Marlott is called upon to investigate the discovery of the composite body, and to do so secretly, because if word got out about its existence, it could thwart an upcoming “Anatomy Bill” which aims to see the bodies of those who perish in workhouses and other such charitable institutions, passed over to medical schools and hospitals for anatomisation. The discovery of the composite body is perceived as a way of casting suspicion upon what the doctors are intending to use the cadavers for and Peel asks Marlott to find the perpetrator and shut him down. Unfortunately, Marlott’s investigation causes him to cross paths with a reporter named “Boz” (Charles Dickens to you and me) and things get splashed about in a truly paparazzi fashion.

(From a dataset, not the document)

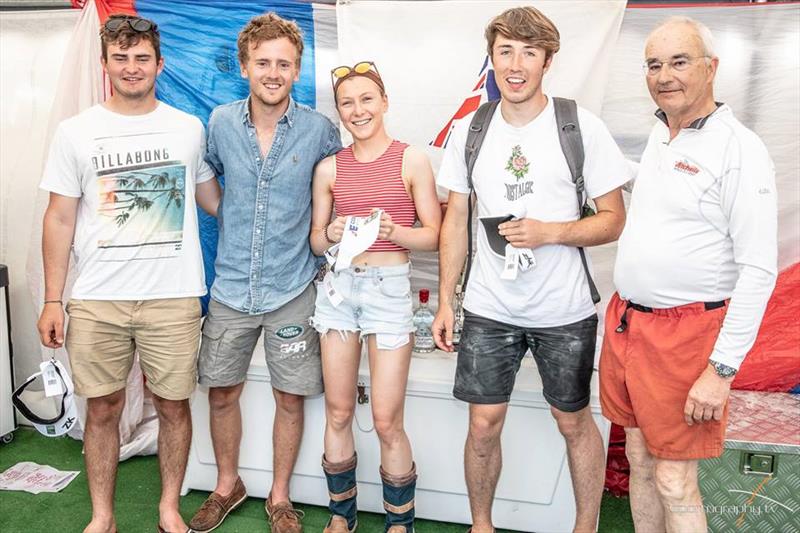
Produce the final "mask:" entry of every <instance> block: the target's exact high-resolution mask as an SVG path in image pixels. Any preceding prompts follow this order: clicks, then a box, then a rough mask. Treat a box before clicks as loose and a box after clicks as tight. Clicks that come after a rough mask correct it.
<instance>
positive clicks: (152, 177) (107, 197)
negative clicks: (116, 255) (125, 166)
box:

Add to this that Marlott encounters Mary Shelley in his travels and this starts to look like a poor man’s “League of Extraordinary Gentlemen”; however, it’s not as dire as all that. Thinking about it, it makes sense that someone (slightly cracked to be sure) might have read Frankenstein and thought “well, that sounds perfectly reasonable to me – let’s give it a shot”; after all, people believe even crazier things nowadays and feel compelled to act upon them (I’m looking at you David Icke and ISIS). The part of Mary Shelley is played by the ever-brilliant Anna Maxwell-Martin whose bravura turn in “The Bletchley Circle” has made me a fan forever. This Mary Shelley is rueful of her major opus, its macabre nature finding her no friends among the aristocracy, and forced to raise her son alone after the death of her poet husband. We learn also that she dabbled with Things Better Left Alone in her impulsive youth, things which led to the death of a comrade under dubious ‘scientific’ circumstances. We discover that, having blotted her copybook, she has descended to Marlott’s level, unable to puncture the calm of the aristocratic elite and desperately struggling to keep her head above the morass of the lower orders.
I’m trying REALLY HARD not to issue spoilers on this one so forgive me if I seem obtuse. Normally I would wade through something like this entirely in one sitting; this was so dark and ugly though, that I paced myself. That’s not to say it wasn’t good, because it was consistently brilliant all the way through; it’s just that confronting faces rotted away by malignant disease; children murdered and gutted between scenes; casual injustice and endemic cancers of society and the state; it’s all a bit of a hard ride. There are no punches being pulled in this show. That being said, there were instances where things were intimated but not carried through, and I got the sense that a lot was being banked on the promise of a second series; that this was all set-up and the really good stuff would start to roll out in season two. I’m cynical enough to know that “Season Two” is often a fantasy that never transpires, but in this case I hope it happens.

I’m giving this four tentacled horrors and a warning not to eat before viewing.